Kolumbien ist die größte Drogenküche der Welt. Das Auswärtige Amt warnt vor Kriminalität, Korruption und Landminen. Jetzt will ein neues Etappenrennen Mountainbiker ins Land locken. Wir waren überrascht, wie berauschend die Fahrt durch die Anden ist – was natürlich nichts mit Kokain, sondern mit der dünnen Höhenluft zu tun hat.

  • BIKE-Redakteur Ludwig Döhl im harten Renneinsatz in Kolumbien
  • Kolumbien ist im Radsportfieber. Im 3000-Einwohner-Ort Salamina hat der Bürgermeister offiziell einen Feiertag ausgerufen, damit jeder das Etappenrennen erleben kann. 
  • Kontrastprogramm. Bevor es durch den Trubel der Etappenorte geht, führt die Strecke durch die spärlich besiedelten Anden.

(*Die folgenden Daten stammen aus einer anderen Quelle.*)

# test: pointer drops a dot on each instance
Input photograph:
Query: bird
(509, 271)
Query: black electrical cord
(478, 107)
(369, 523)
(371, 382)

Redakteur Ludwig und Kumpel Tom kämpfen hier bereits mit der dünnen Höhenluft.
  • Die Karrenwege in den vielen Kaffee- und Bananenplantagen sind bergab anspruchsvoll und bergauf extrem steil. 20 Prozent Neigung sind keine Seltenheit.
  • Die Teerstraßen in den Ortschaften sind so steil angelegt, dass ein kleiner Bunny-Hop genügt, um meterweit durch die Luft zu segeln. Hier beweist Pablo Rodriguez, Zweiter der Masters-Kategorie seine Bikeskills.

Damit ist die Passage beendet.